Reviewed by Chad Anderson
Peter Selgin’s Drowning Lessons is a collection that, more than anything, focuses on the nature of solitude—self-imposed or otherwise. These thirteen stories travel from the peaks of Andean mountains to the watercolor coasts of Crete to a lake in New Jersey, and Selgin’s deft hand reveals the beauty of the world while never idealizing it. In fact, despite the often serious plights of his characters, Selgin’s tone is often playful, albeit cynical. The humor does not detract from the near tragedies within the collection, but instead serves as a flame to illuminate them.
Selgin’s balance of humor and heartbreak is demonstrated in the story “Sawdust.” The young narrator aches from the disappearance of his beloved teacher with whom he is suspected of having an inappropriate relationship. Juxtaposed against the narrator’s melancholy and confusion about his sexuality is the humorous character of Mr. Bulfamante, a.k.a. Sugar, a French boxer-turned-floor sander who, as a favor to the narrator’s mother, takes the boy as an apprentice and serves as his father figure:
Before he’d let me into his van, Sugar would make sure that I’d brought my thermos full of bouillon. Sugar insisted on hot bouillon as the only suitable beverage for floor sanders and boxers, summer and winter. Not lemonade or iced tea or coffee or hot chocolate. Bouillon. And not chicken bouillon, either. Beef. Chicken was for fruitcakes. Also the bouillon couldn’t be made from those little cubes, none of that Herb-Ox or Knorr Swiss crap. It had to be real. Homemade.
Sugar, however, isn’t merely comic relief. His distinct brand of masculinity conflicts with the masculinity the narrator learns from his romantic, worldly teacher, and in the end, the two ideals collide, forcing the narrator to truthfully consider the kind of man he wants to be.
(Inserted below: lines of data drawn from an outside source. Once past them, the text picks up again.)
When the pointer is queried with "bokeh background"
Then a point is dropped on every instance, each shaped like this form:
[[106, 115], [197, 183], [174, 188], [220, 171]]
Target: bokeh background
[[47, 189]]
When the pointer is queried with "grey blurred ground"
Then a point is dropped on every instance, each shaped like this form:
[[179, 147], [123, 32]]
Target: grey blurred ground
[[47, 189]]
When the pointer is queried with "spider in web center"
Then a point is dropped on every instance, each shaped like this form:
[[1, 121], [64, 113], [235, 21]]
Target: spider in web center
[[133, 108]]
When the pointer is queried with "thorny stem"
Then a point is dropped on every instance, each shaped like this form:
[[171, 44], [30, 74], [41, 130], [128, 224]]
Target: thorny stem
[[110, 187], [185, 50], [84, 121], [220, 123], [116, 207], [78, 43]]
As in “Sawdust,” the protagonists of Selgin’s stories are most often paired with other characters that could bring out the best and worst in them. A failed shoe store owner who happens to be the son of a failed cartoonist is hired by the whimsical Pablo Picasso to drive him from Los Angeles to the country of Colombia. A Manhattan doorman has a fling with a crippled woman and later refuses to accept that she has played him when she doesn’t show up for a date. A poor, elderly Black woman cares for the last living survivor of the Titantic, escorting him to the events of wealthy history buffs. Part of the pleasure in reading Selgin’s stories is to see how these pairs uplift or undo one another, whether they become foils or friends or both, and whether the protagonists choose solitude or fight against it.
While the protagonists are usually in the presence of a prominent secondary character, they (and by extension, Selgin) seem concerned with the nature of loneliness. In “Color of the Sea,” Andrew—a discontented, middle-aged artist—and Karina—a young, impulsive Brazilian—strangers to one another, decide to embark on driving tour of Crete together. Moving though the beautifully-rendered Cretan landscape and acknowledging their palpable sexual tension, the two travelers simultaneously irritate and fascinate one another, discussing love, sex, age, and, most especially, loneliness:
“…That’s what loneliness is. No longer being able to enjoy being alone with yourself. When you’re lonely, the person you really want to be with is yourself.”
“That is an interesting theory. And how does one learn to do that?”
Andrew shrugged. “Go for a walk, eat a nice meal by candlelight; romance yourself. Ask yourself, ‘What do I feel like doing today?’ It sounds strange, but why should it? Why should it be so strange to do with ourselves what we think nothing of doing with others? Why—for example—should I be more courteous to you, whom I barely know, than to myself, whom I’ll know for the rest of my life? It doesn’t make sense.”
In this story and others, loneliness itself is a character, creating distances between siblings and lovers, forging bonds between strangers and enemies. The characters in Drowning Lessons must ultimately choose between risking their hearts for another person and embracing solitude, and no matter what happens, learn to be content with their decision. Selgin’s surprising and generous collection suggests that only we can teach ourselves the lessons we need to endure the world or even to escape it.